Do you think supplementing thyroid while using iodide would prevent the damaging effect?
Ever since I stopped eating iodized salt (for 3 months now) and moving to pickled salt I think I've experienced more symptoms of calcification and hardening of the arteries and blood vessels than before. Would you say that it could be because of removing iodine?
Is iodide the same as Iodine or is it different and what would be the safest way to consume it if one decides to use it?
RP: The treatments generally involve local injection of large amounts into the tumor. Iodine is the oxidized form, iodide is the ionized form that appears in the presense of cysteine, vitamin C, and other reductants.

Q: I'm very interested in it's uses in atherosclerosis
You've said" The only publications I have seen that presented clear evidence of the disappearance of arteriosclerosis involved treatment with iodides."
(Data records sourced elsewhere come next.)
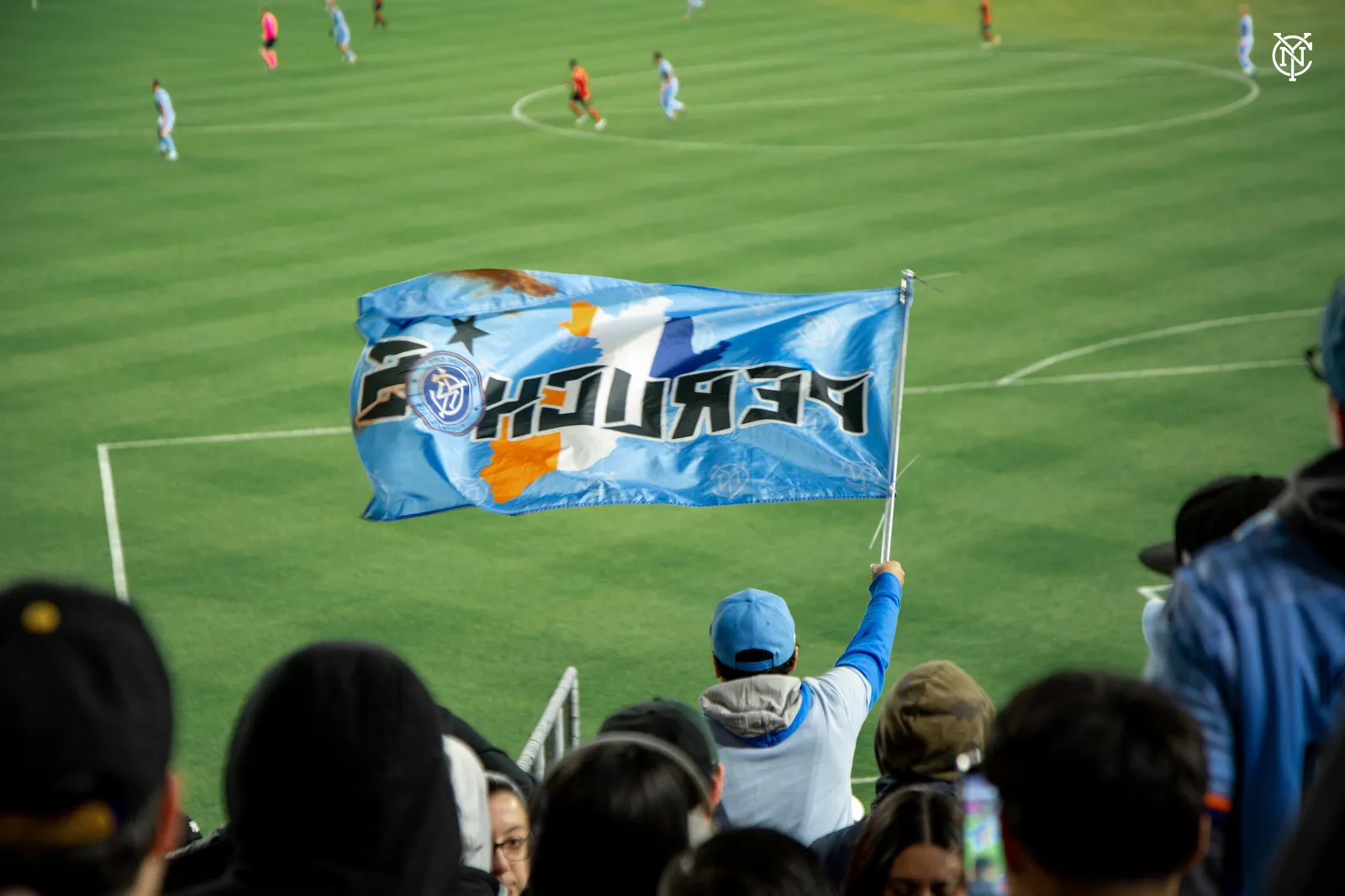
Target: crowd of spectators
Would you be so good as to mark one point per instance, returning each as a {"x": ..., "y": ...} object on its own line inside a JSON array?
[{"x": 1221, "y": 771}]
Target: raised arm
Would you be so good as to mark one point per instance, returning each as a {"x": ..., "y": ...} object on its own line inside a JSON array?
[{"x": 871, "y": 649}]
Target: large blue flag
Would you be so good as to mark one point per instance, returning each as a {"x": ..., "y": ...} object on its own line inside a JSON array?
[{"x": 524, "y": 390}]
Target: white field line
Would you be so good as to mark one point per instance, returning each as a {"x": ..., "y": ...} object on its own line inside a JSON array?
[
  {"x": 1153, "y": 334},
  {"x": 233, "y": 436},
  {"x": 256, "y": 127},
  {"x": 1017, "y": 378},
  {"x": 109, "y": 512},
  {"x": 1089, "y": 134}
]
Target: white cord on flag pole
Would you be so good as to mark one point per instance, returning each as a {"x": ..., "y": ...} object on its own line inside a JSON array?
[
  {"x": 905, "y": 296},
  {"x": 878, "y": 530}
]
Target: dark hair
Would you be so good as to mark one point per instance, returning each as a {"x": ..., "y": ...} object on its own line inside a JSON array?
[
  {"x": 109, "y": 867},
  {"x": 751, "y": 656},
  {"x": 612, "y": 815},
  {"x": 751, "y": 862},
  {"x": 1078, "y": 741},
  {"x": 498, "y": 783},
  {"x": 911, "y": 817}
]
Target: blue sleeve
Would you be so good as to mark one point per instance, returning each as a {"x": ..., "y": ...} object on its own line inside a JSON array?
[
  {"x": 1194, "y": 660},
  {"x": 871, "y": 649}
]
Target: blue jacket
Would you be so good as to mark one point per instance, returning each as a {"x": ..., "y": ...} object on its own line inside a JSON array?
[{"x": 1253, "y": 642}]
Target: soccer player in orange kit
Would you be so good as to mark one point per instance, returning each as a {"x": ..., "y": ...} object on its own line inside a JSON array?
[
  {"x": 988, "y": 37},
  {"x": 580, "y": 98}
]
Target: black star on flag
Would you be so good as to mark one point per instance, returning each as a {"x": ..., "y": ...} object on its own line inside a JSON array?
[{"x": 466, "y": 331}]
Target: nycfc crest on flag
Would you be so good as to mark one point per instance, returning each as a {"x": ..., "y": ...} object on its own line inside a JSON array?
[{"x": 524, "y": 390}]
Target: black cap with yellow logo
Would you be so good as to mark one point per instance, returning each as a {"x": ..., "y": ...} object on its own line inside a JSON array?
[{"x": 87, "y": 712}]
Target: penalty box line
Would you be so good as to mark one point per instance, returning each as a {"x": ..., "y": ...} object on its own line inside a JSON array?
[
  {"x": 1015, "y": 380},
  {"x": 109, "y": 497}
]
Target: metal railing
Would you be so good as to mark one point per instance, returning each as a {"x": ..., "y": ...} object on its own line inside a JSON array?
[{"x": 557, "y": 730}]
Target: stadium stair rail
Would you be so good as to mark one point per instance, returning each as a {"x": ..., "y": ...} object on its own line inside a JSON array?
[{"x": 557, "y": 730}]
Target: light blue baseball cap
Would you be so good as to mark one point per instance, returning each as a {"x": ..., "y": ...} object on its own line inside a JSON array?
[
  {"x": 1333, "y": 342},
  {"x": 752, "y": 620}
]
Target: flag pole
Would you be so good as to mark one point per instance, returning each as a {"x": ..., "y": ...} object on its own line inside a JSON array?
[{"x": 905, "y": 296}]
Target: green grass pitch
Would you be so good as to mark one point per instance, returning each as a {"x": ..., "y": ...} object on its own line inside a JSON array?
[{"x": 1102, "y": 174}]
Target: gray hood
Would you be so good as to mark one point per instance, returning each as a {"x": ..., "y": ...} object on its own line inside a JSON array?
[
  {"x": 471, "y": 794},
  {"x": 753, "y": 707}
]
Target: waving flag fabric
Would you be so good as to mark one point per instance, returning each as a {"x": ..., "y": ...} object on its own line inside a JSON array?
[{"x": 524, "y": 390}]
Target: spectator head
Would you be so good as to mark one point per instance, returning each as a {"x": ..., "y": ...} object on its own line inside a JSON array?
[
  {"x": 1102, "y": 783},
  {"x": 1214, "y": 512},
  {"x": 928, "y": 719},
  {"x": 349, "y": 735},
  {"x": 911, "y": 844},
  {"x": 681, "y": 725},
  {"x": 1328, "y": 361},
  {"x": 471, "y": 795},
  {"x": 752, "y": 634},
  {"x": 750, "y": 862},
  {"x": 611, "y": 815},
  {"x": 511, "y": 833},
  {"x": 87, "y": 806}
]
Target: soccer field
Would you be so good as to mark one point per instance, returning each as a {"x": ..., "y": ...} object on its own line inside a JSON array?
[{"x": 1131, "y": 244}]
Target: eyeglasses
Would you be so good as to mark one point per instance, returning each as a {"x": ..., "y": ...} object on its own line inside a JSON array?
[
  {"x": 908, "y": 887},
  {"x": 514, "y": 848},
  {"x": 1315, "y": 363}
]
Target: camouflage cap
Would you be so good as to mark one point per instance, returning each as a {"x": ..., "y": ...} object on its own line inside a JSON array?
[{"x": 931, "y": 716}]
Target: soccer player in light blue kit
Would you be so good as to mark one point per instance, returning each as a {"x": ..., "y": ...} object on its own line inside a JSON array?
[
  {"x": 1244, "y": 42},
  {"x": 167, "y": 118},
  {"x": 667, "y": 89},
  {"x": 340, "y": 31}
]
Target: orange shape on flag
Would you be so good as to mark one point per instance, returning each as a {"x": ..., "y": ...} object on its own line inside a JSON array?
[
  {"x": 517, "y": 465},
  {"x": 582, "y": 318}
]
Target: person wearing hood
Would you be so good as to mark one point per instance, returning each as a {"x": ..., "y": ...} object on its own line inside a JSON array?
[
  {"x": 1253, "y": 642},
  {"x": 786, "y": 743},
  {"x": 471, "y": 794},
  {"x": 336, "y": 783},
  {"x": 931, "y": 717}
]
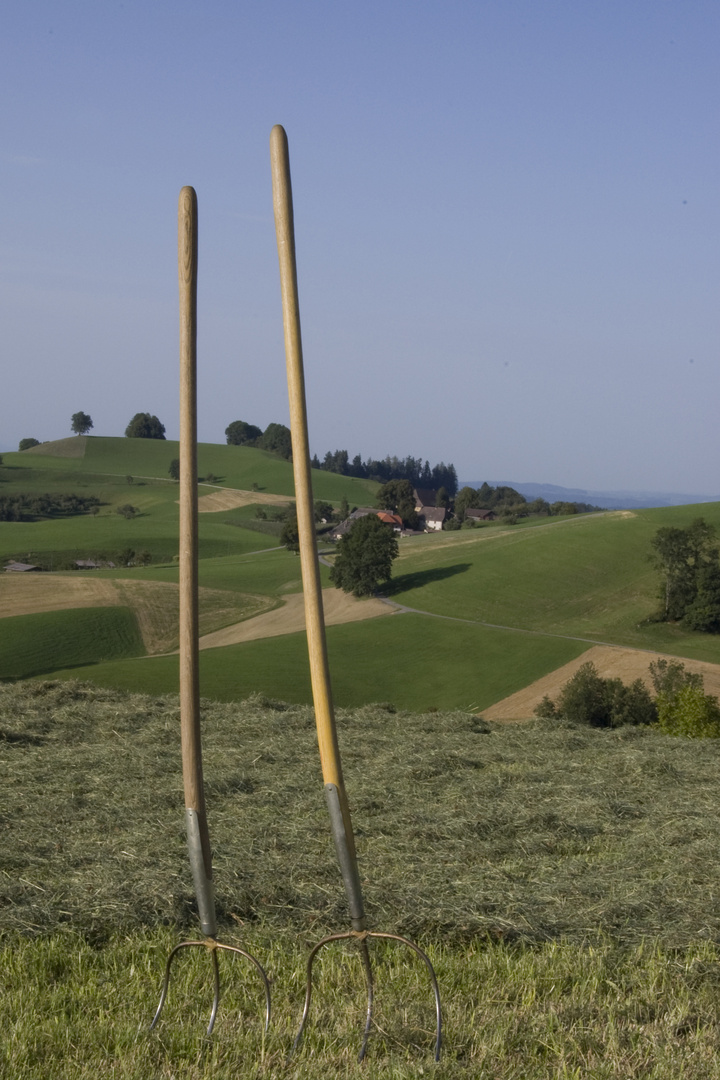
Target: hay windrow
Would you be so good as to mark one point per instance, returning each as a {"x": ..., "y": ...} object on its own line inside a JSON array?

Is there any way that you can remember how it was used and what was the doses for that specific problem?
Also, would you say that increasing thyroid hormone while using potassium iodide would reduce the possible damaging effect?

RP: Correcting elevated TSH lowers cholesterol and reduces vascular deterioration.
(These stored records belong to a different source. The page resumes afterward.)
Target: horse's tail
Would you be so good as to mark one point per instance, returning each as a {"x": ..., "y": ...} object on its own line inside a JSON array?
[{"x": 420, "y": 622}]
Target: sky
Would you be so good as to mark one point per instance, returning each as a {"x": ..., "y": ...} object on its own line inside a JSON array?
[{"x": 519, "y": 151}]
Spoiler: STUDY RP MENTIONED

Hypothyroidism and Atherosclerosis
Anne R. Cappola, Paul W. Ladenson
The Journal of Clinical Endocrinology & Metabolism, Volume 88, Issue 6, 1 June 2003, Pages 2438–2444,
Cardiovascular Endocrinology: Special Features
“There was edema of the skin… much serous effusion in the pericardium… the heart was large… the arteries were everywhere thickened, the larger ones atheromatous.” (1)
[Dr. William Smith Greenfield, 1878]
This autopsy finding of diffuse atherosclerosis in a 58-yr-old woman was published as an appendix to William Ord’s classical description of the syndrome of myxedema. Soon thereafter, the hypothesis of a causal relationship between hypothyroidism and atherosclerosis was first raised in 1883 by E. Theodor Kocher (2), who noted that arteriosclerosis commonly occurred after thyroid extirpation. Since the time of the first associations between these two common disorders, hypothyroidism and atherosclerosis have subsequently been linked by a body of clinical case reports, epidemiological studies, and biochemical observations. The hypothesis of a relationship has subsequently been tested in case-control and cohort studies. Important associations have been identified among hypercholesterolemia, hypertension, and certain newer risk factors for atherosclerosis in individuals with overt hypothyroidism and, in some cases, subclinical hypothyroidism. There have also been clinical observations and trials describing the consequences of treating hypothyroidism in patients with ischemic heart disease and of revascularizing patients with ischemic heart disease who are hypothyroid. These studies are the subject of this commentary.

 

[Nebula]

I have been taking anywhere from 150mg - 1gr of potassium iodide (as SSKI), per day for years

Did you mean 150 mcg? My experience with supplemental iodine at 2mg per day was very bad and caused hypothyroidism I still haven’t recovered from years later. It’s puzzling how varied experiences with iodine are. A panacea for some, a disaster for others.

 

[UG Krishnamurti]

Did you mean 150 mcg? My experience with supplemental iodine at 2mg per day was very bad and caused hypothyroidism I still haven’t recovered from years later. It’s puzzling how varied experiences with iodine are. A panacea for some, a disaster for others

I agree that for almost all supplements.
D3 can be in the same category of supplements messing people up badly or providing relief.